One day their children will see them as ancient relics and will be complaining about them too. Time rushes by so fast. It doesn’t seem that long ago that we were saying “Never trust anyone over 30.” My kids are now in their 30s and I trust them implicitly.
Carol Cassara says
These are all the same generational gripes I had when I was younger. Nothing new here, right?
Rebecca Forstadt-Olkowski says
Not really, no. LOL
Jennifer says
I love how Millennials are complaining about Boomers while Zoomers are complaining about them. It never ends. On Instagram, you should check out the hilarious videos of bmotheprince. He is hysterical in all of his videos but especially when he pits Boomers, Gen X, Millenials, and Gen Z against each other.
Rebecca Forstadt-Olkowski says
I’ll check it out. Sounds fun, Jennifer!
Meryl says
I can’t get used to texting for almost everything nowadays. But I realize there is an advantage to short, to-the-point communications. The younger set will always find reasons to criticize their elders.
Rebecca Forstadt-Olkowski says
I have to admit that sometimes texting is easier. It’s more immediate without interrupting someone and goes straight to their phones.
Laurie Stone says
I’m amazed at the different timeline Millennials have these days. In their early 30’s, many with long-term relationships seem in no hurry to get married or have kids. The biological clock that was ticking so loudly for my generation seems to hardly matter to younger people..
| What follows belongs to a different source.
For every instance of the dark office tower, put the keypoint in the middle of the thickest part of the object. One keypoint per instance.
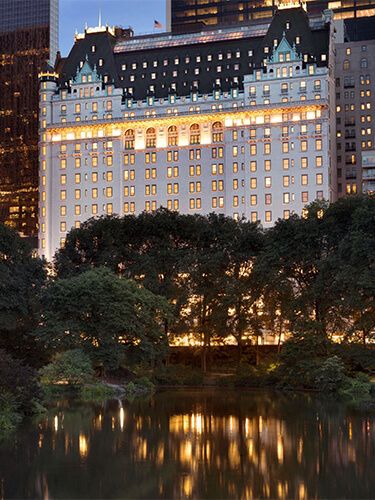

Rebecca Forstadt-Olkowski says
I hear you about that, Laurie. They are taking their time. Both of my kids are in their 30s with no grandchildren on the horizon but I’m not in a big hurry either. My son and his wife don’t even want kids. For the meantime, I dog sit for my daughter which I enjoy!
Corinne Rodrigues says
What an interesting read, Rebecca. I guess we must learn to coexist and really appreciate the good things about both generations. I love the way millenials are brave enough to follow their passions. Perhaps, it’s easier to do that these days, but it still takes courage!
Rebecca Forstadt-Olkowski says
You are right about their bravery. Millennials get things done and enjoy life at the same time. It’s very cool to watch and to learn from.